One year since the most comprehensive overhaul of national biosecurity in more than a century came into force, the health of Australian farms, families, flora and fauna is being protected through stronger and more effective legislation than ever before.
Head of Biosecurity Policy at the Department of Agriculture and Water Resources, Matt Koval, said the Biosecurity Act 2015 modernised regulatory frameworks and delivered the flexibility required to respond to changing biosecurity risks in a global trading environment.
“The new Biosecurity Act is designed to protect our $59 billion agricultural industries and the capacity for our nation to produce and export clean, safe and sustainable agricultural goods to the world,” Mr Koval said.
“It’s a vital function for Australia—but it’s not just about stopping threats at the border.
“Biosecurity involves many industries and millions of goods, vessels, parcels and people coming to Australia—everyone has a role to play in maintaining our world class biosecurity status.
“The new legislation recognises that biosecurity is a shared responsibility and reflects the essential role played by industry, stakeholders and the broader community to protect Australia from the threat of pests and diseases.”
Executive Director of the Customs Brokers and Forwarders Council of Australia, Stephen Morris, said the new legislation provided more certainty around the responsibilities associated with importing cargo into Australia.

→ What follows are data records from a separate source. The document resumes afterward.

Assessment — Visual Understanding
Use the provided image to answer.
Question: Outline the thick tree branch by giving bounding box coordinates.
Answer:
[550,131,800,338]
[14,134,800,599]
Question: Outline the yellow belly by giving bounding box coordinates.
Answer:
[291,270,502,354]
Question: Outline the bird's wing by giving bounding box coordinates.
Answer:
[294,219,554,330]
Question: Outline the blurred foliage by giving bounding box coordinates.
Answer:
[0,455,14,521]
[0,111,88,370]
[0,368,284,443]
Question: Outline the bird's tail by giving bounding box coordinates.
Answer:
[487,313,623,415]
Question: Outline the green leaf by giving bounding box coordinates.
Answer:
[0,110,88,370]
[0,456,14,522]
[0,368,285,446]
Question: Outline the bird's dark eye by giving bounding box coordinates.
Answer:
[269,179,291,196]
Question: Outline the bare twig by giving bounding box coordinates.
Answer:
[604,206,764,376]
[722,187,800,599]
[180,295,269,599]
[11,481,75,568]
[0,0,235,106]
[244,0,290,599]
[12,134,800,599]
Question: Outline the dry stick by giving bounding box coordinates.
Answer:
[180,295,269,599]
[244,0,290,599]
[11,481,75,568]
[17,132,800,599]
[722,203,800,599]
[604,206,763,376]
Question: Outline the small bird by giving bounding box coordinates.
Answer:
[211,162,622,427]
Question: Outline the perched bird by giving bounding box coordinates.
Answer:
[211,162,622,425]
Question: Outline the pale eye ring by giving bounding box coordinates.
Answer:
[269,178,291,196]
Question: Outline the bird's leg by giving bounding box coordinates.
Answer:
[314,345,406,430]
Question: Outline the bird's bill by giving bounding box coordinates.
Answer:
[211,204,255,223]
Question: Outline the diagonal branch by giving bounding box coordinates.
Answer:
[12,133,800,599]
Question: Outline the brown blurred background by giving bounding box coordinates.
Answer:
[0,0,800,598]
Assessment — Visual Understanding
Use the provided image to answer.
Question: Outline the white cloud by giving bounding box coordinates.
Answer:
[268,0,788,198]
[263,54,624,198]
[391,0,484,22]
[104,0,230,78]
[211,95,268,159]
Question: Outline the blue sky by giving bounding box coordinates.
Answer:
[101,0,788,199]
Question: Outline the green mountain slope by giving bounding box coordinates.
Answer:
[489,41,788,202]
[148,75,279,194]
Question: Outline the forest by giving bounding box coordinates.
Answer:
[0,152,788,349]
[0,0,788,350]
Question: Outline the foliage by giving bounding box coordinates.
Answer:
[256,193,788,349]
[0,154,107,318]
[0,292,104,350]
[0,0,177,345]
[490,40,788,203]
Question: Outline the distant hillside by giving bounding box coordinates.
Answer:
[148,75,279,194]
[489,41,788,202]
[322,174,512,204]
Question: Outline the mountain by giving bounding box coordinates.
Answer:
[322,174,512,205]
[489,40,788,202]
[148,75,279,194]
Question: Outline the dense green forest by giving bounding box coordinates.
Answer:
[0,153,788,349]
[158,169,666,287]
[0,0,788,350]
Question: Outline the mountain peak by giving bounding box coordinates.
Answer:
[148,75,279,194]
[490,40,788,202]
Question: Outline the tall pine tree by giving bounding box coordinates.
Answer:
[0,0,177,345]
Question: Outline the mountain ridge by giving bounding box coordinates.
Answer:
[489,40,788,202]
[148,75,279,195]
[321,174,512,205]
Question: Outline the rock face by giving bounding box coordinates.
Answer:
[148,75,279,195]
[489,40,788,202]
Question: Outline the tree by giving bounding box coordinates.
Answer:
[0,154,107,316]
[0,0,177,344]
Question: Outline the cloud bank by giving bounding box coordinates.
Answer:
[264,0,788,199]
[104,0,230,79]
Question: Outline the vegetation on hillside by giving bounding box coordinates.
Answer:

“We have worked closely with the Department of Agriculture and Water Resources to ensure that the businesses we represent are able to better manage the biosecurity risk associated with international trade and supply chain management—without compromising efficiency,” Mr Morris said.
Chief Executive Officer of the Australian Federation of International Forwarders, Brian Lovell, said Australia’s reputation for producing high value, high quality produce was largely due to this country being free of the most severe pests and diseases found in other parts of the world.
“The strength of our national biosecurity system provides for an unparalleled export advantage—underpinning market access across the globe,” Mr Lovell said.
“The new biosecurity legislation is providing us with the tools to actively protect that advantage and the flexibility to meet the constantly changing demands of a modern trading environment.”
Mr Koval said that to ensure a smooth transition and give industry time to adjust to new business practices, only those provisions that would be critical to operations in the first year had been rolled out.
“This approach was praised by the Australian National Audit Office in its report of January 2017, which said it meant industry was well prepared for the transition,” Mr Koval said.
“Over the coming year we will continue to work closely with industry to progressively roll out the remaining biosecurity provisions.”